Knot Group and the Unknot

945 Views Asked by At

Hi I am stuck in trying to show that given a knot $K$ such that the knot group $\pi_1(K)=\mathbb Z$ then $K\simeq U$.

I tried to use the fact that the infinite cyclic cover is the universal cover but I don't know if that is the right way.

Any hints would be appreciated.

3

There are 3 best solutions below

5
On BEST ANSWER

You need some tools of 3-manifold topology --- the loop theorem and the generalized Schönflies theorem --- in order to prove this (assuming you mean $\pi_1(S^3 \setminus K)$.

Consider the manifold $M$ obtained from $S^3$ by removing an open solid torus neighborhood of $K$, so $\partial M$ is homeomorphic to $T^2$. The inclusion induced homomorphism $$\mathbb{Z}^2 \approx \pi_1(T^2) \mapsto \pi_1(M) \approx \mathbb{Z} $$ is not injective.

Applying the loop theorem, there exists a tamely embedded 2-disc $D \subset M$ such that $D \cap \partial M = \partial D$ and that circle is nontrivial in the torus $\partial M$. It follows that the boundary of a regular neighborhood of $D \cup \partial M$ is a tamely embedded 2-sphere $S^2 \hookrightarrow M \subset S^3$.

Applying the generalized Schönflies theorem, that 2-sphere is standard, after composing with a self-homeomorphicm of $S^3$ we may assume that this is the usual embedding of $S^2$ in $S^3$.

From this it follows that $K$ is the unknot.

2
On

For any knot $K$ you always have $\pi_1(K)=\Bbb Z$ because any knot is homeomorphic to the circle.
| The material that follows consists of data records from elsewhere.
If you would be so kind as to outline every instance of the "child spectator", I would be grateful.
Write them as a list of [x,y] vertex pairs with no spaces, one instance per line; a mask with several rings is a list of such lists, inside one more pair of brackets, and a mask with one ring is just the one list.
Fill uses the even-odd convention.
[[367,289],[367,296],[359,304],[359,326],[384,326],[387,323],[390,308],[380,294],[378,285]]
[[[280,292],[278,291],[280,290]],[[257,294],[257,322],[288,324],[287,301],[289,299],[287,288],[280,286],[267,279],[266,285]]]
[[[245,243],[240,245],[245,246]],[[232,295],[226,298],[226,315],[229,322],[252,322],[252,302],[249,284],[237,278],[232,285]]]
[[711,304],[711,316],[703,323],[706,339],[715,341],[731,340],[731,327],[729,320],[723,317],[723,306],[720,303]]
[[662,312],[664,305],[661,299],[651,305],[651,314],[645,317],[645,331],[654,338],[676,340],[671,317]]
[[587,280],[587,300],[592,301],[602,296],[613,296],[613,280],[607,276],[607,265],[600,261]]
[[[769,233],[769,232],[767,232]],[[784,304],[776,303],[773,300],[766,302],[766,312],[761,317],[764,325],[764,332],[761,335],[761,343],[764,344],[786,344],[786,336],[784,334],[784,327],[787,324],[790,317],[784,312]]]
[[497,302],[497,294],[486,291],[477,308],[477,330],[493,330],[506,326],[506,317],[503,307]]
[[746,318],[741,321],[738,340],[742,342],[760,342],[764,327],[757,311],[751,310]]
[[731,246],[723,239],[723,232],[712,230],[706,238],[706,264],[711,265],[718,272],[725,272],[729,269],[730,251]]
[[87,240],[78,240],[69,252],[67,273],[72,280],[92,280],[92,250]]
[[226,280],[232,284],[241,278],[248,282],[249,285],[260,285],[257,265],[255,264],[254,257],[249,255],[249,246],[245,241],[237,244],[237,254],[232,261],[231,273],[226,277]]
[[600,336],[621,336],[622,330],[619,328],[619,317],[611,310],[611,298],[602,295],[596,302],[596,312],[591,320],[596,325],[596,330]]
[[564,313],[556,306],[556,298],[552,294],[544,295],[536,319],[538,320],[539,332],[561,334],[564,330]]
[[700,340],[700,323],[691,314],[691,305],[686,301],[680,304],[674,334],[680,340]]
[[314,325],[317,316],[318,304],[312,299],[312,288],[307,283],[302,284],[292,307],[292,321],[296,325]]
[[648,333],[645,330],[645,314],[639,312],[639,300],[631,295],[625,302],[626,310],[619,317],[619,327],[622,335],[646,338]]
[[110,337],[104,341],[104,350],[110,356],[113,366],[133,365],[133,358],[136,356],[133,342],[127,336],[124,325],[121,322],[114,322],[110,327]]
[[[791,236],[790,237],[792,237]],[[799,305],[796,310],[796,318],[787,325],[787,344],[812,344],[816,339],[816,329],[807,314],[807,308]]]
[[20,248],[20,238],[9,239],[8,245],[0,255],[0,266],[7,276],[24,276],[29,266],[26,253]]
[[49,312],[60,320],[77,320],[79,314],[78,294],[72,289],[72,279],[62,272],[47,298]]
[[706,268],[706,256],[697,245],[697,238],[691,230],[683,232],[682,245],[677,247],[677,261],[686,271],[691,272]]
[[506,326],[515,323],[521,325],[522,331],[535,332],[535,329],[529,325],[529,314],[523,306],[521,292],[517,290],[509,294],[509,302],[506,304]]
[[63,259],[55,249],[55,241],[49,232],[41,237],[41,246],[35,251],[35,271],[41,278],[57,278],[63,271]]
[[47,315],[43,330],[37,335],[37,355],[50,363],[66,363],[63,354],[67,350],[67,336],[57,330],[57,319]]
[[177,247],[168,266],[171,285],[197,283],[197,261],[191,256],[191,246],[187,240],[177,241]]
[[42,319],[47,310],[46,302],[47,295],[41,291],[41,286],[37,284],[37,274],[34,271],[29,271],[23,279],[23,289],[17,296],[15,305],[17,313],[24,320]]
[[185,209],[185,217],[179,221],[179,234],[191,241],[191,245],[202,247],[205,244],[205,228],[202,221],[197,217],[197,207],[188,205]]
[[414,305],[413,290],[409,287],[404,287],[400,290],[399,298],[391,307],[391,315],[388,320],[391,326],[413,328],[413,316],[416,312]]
The major trouble comes when one considers the complement of the knot and depending where is embedded.

0
On

Note: I am assuming the OP is referring to the usual knot group $\pi_1(S^3\setminus K)$. That's the only way his second sentence makes sense anyway.
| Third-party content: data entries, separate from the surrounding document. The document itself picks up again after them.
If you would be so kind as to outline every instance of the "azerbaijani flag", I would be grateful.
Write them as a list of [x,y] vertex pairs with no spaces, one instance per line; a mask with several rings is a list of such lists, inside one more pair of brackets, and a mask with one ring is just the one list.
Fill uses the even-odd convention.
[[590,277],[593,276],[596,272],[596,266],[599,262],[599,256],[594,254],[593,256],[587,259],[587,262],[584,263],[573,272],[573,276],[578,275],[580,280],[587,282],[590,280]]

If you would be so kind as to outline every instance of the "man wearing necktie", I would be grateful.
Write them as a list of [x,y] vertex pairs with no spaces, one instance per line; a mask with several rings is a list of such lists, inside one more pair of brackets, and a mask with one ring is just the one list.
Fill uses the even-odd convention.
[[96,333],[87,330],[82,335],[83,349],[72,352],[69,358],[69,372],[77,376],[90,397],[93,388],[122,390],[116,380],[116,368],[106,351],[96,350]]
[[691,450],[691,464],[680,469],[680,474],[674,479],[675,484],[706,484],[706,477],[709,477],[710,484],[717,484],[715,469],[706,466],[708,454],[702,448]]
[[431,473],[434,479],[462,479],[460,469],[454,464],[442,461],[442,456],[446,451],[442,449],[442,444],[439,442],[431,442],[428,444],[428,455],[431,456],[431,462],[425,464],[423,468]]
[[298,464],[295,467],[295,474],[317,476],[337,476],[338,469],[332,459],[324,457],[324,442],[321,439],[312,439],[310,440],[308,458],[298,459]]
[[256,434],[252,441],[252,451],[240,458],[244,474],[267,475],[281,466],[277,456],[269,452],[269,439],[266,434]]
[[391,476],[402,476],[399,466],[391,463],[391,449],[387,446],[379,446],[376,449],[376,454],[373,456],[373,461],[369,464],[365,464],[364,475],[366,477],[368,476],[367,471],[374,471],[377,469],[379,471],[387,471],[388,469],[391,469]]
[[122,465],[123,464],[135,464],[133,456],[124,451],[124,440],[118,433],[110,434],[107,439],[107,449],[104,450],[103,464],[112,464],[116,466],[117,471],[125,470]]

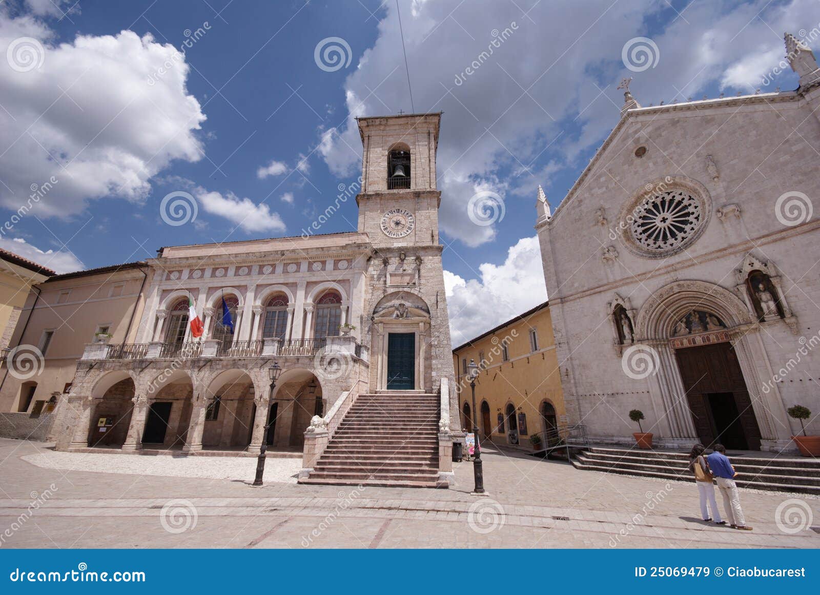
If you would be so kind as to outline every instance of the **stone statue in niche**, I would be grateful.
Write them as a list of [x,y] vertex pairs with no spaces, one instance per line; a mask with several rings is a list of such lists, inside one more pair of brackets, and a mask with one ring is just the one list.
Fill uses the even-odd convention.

There is a curve on the boundary torus which is null-homotopic in the complement, since the inclusion of the boundary into the complement is $\mathbb Z\oplus\mathbb Z\to \mathbb Z$ on $\pi_1$. This means that the boundary torus is not incompressible. So there is a simple closed curve on the torus that bounds a disk into the complement. Furthermore, the only such curve which is null-homologous is the longitude. Therefore, the longitude is null-homotopic and by the disk theorem bounds an embedded disk. Thus the knot is the unknot.